Jed turned to the audience. “I’m afraid Dr. Findlay is playing fast and loose with the truth.” Turning back to Anna he asked: “Isn’t it true that you stalked me, that you pounced on me outside an apartment building as I was about to go to a party – and cajoled me into accompanying you to an event?”
“If so, how would I have known who you were, let alone where I’d find you?” Anna tried to fight back but she knew the truth was written all over her face.

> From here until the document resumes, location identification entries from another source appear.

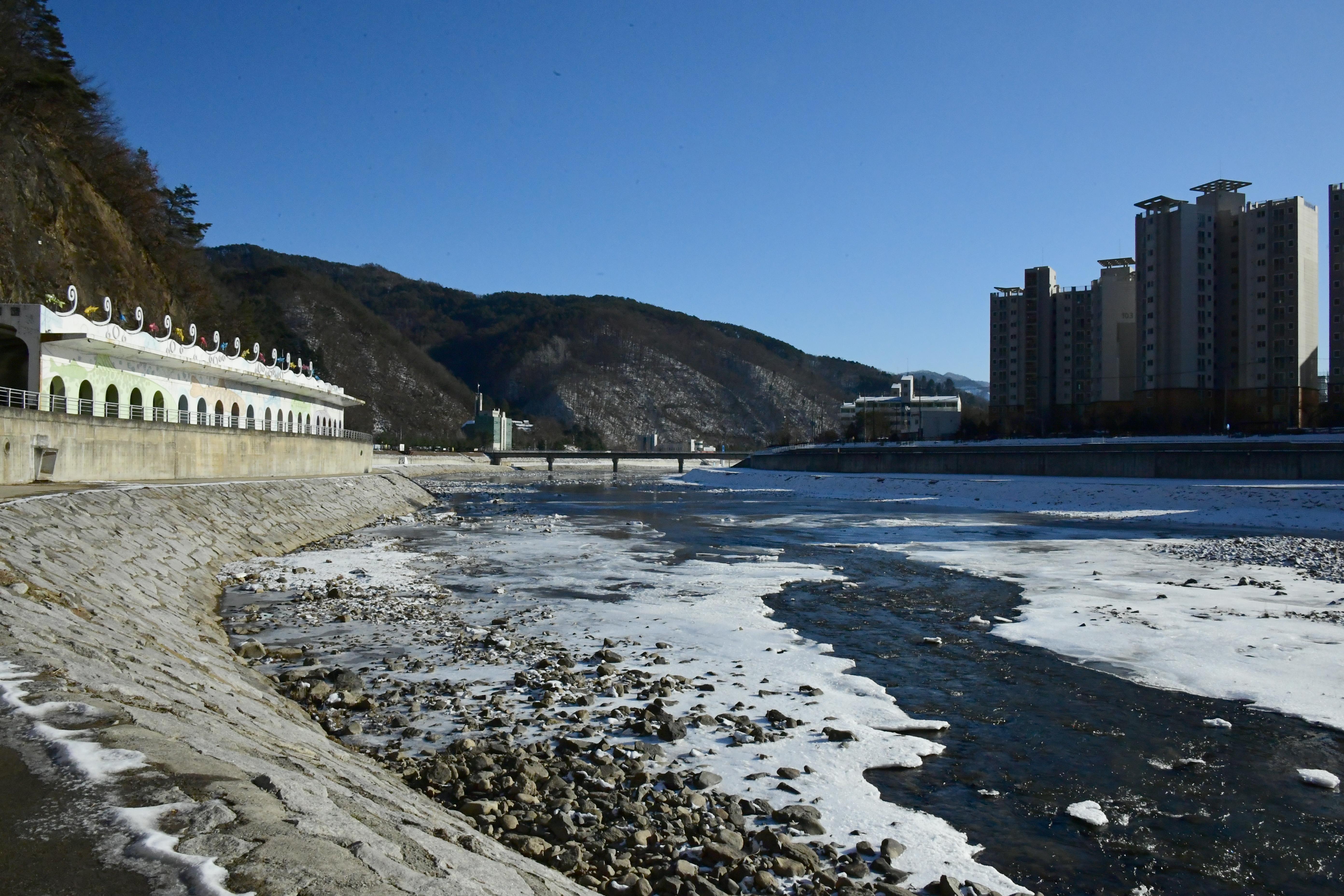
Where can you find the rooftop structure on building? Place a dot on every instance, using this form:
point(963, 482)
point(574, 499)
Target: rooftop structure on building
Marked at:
point(902, 414)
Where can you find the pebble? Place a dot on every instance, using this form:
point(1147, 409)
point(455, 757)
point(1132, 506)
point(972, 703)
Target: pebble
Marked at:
point(1316, 558)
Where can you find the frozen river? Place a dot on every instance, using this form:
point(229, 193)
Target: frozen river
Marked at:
point(732, 578)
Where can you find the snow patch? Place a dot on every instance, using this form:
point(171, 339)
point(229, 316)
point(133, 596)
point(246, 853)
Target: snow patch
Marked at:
point(1088, 812)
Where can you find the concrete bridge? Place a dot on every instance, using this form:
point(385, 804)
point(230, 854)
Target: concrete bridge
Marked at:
point(616, 457)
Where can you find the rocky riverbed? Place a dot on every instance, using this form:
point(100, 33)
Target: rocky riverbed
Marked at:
point(601, 754)
point(1314, 558)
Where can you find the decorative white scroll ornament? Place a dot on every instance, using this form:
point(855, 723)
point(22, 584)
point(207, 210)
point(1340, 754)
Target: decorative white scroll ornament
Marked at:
point(73, 295)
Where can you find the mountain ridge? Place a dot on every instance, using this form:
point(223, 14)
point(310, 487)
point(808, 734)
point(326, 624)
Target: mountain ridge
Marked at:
point(596, 369)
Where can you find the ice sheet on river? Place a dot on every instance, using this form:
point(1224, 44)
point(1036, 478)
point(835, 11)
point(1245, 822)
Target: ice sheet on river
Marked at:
point(588, 582)
point(1116, 600)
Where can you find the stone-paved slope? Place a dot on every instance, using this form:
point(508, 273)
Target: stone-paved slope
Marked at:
point(111, 596)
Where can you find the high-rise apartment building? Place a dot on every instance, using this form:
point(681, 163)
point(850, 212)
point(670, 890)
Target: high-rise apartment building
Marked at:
point(1115, 331)
point(1334, 351)
point(1226, 309)
point(1057, 355)
point(1074, 347)
point(1021, 358)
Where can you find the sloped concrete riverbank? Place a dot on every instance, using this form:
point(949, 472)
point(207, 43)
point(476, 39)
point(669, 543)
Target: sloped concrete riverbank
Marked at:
point(112, 658)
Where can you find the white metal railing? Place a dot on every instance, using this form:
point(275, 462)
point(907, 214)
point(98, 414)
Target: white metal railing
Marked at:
point(120, 410)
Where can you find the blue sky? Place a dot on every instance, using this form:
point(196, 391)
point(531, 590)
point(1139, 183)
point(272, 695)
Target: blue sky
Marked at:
point(850, 178)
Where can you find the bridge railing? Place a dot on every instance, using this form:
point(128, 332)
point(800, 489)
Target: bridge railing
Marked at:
point(120, 410)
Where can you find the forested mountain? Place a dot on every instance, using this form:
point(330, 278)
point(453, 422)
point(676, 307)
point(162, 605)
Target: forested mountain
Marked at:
point(593, 370)
point(80, 206)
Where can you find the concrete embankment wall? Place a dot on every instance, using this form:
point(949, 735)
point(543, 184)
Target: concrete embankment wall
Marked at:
point(1249, 460)
point(112, 593)
point(96, 449)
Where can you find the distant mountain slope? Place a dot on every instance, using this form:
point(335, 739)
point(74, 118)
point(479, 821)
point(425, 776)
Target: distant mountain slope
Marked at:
point(600, 366)
point(963, 383)
point(409, 395)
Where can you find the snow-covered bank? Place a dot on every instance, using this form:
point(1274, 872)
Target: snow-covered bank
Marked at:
point(1206, 621)
point(443, 624)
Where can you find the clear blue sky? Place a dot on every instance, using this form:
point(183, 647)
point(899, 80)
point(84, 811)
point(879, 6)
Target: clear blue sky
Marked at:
point(851, 178)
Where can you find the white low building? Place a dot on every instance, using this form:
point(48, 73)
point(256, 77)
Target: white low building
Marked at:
point(61, 361)
point(904, 416)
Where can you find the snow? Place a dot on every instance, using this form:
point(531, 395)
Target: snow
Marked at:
point(201, 874)
point(1089, 812)
point(97, 763)
point(712, 615)
point(1276, 644)
point(1319, 778)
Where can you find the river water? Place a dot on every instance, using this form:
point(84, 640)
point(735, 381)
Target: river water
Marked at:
point(1195, 811)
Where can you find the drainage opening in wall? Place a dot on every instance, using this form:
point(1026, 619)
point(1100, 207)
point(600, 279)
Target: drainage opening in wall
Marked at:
point(46, 463)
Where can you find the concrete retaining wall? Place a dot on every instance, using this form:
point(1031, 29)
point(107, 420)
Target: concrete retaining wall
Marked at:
point(96, 449)
point(111, 594)
point(1249, 460)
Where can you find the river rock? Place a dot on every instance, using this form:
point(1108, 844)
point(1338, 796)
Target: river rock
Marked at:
point(672, 730)
point(1319, 778)
point(945, 886)
point(703, 780)
point(252, 651)
point(1088, 812)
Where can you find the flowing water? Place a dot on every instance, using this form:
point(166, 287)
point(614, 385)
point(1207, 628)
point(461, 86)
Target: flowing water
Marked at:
point(1194, 811)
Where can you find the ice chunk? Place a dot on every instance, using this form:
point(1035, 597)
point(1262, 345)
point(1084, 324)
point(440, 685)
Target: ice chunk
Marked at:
point(1088, 812)
point(1319, 778)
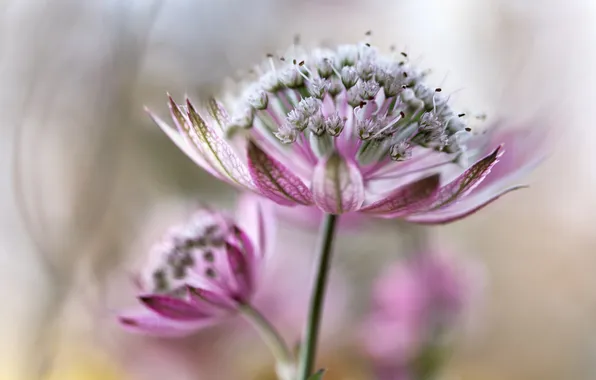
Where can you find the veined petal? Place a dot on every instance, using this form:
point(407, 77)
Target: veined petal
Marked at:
point(274, 180)
point(147, 322)
point(218, 113)
point(242, 273)
point(214, 148)
point(406, 196)
point(172, 308)
point(525, 148)
point(460, 210)
point(337, 185)
point(202, 298)
point(184, 144)
point(463, 184)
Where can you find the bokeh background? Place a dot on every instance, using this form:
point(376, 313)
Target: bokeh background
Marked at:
point(87, 180)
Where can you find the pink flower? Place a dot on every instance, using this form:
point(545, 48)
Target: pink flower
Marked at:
point(350, 130)
point(416, 303)
point(202, 271)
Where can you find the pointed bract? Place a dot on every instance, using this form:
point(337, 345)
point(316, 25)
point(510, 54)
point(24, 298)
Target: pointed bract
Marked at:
point(338, 186)
point(202, 271)
point(274, 180)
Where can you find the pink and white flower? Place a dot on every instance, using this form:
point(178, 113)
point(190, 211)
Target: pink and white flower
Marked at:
point(416, 304)
point(350, 130)
point(202, 271)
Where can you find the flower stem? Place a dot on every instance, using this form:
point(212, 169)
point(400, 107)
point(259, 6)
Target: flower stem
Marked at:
point(269, 334)
point(308, 351)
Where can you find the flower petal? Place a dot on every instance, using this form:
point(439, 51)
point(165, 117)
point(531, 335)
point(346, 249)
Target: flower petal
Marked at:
point(274, 180)
point(214, 148)
point(405, 197)
point(208, 300)
point(337, 185)
point(218, 113)
point(184, 144)
point(172, 308)
point(255, 216)
point(460, 210)
point(525, 149)
point(241, 271)
point(145, 321)
point(463, 184)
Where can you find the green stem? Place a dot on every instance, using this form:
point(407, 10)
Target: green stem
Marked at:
point(308, 351)
point(269, 334)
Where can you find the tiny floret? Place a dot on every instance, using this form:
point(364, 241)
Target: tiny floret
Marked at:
point(200, 271)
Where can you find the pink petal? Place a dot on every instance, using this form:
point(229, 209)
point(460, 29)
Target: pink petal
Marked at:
point(172, 308)
point(459, 210)
point(254, 216)
point(145, 321)
point(464, 183)
point(525, 148)
point(218, 113)
point(337, 185)
point(274, 180)
point(407, 196)
point(202, 298)
point(214, 148)
point(184, 145)
point(241, 271)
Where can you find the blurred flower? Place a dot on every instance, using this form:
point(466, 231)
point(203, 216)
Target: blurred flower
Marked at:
point(202, 271)
point(417, 303)
point(348, 130)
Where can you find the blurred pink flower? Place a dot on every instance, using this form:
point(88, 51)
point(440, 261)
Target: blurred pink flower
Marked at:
point(202, 271)
point(415, 303)
point(348, 130)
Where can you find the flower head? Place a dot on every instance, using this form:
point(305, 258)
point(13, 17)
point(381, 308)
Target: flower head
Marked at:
point(347, 130)
point(201, 271)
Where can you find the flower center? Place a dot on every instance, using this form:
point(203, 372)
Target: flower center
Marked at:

“The event was in the gossip columns – rich hunting grounds for stalkers. And my name and photograph were there as being among the invited guest for this charity cocktail event. Plus, anyone with a little Internet savvy could easily troll for candidates to seduce – isn’t that what you do, Dr. Findlay?”
“Certainly not!” Anna spluttered.
“Come now – isn’t it true that you picked me up on the street and whisked me off, allegedly to escort you to your school reunion, where you no doubt wanted me to do double duty as eye candy on your arm while you showed off your bestselling author status to your old high school buddies?”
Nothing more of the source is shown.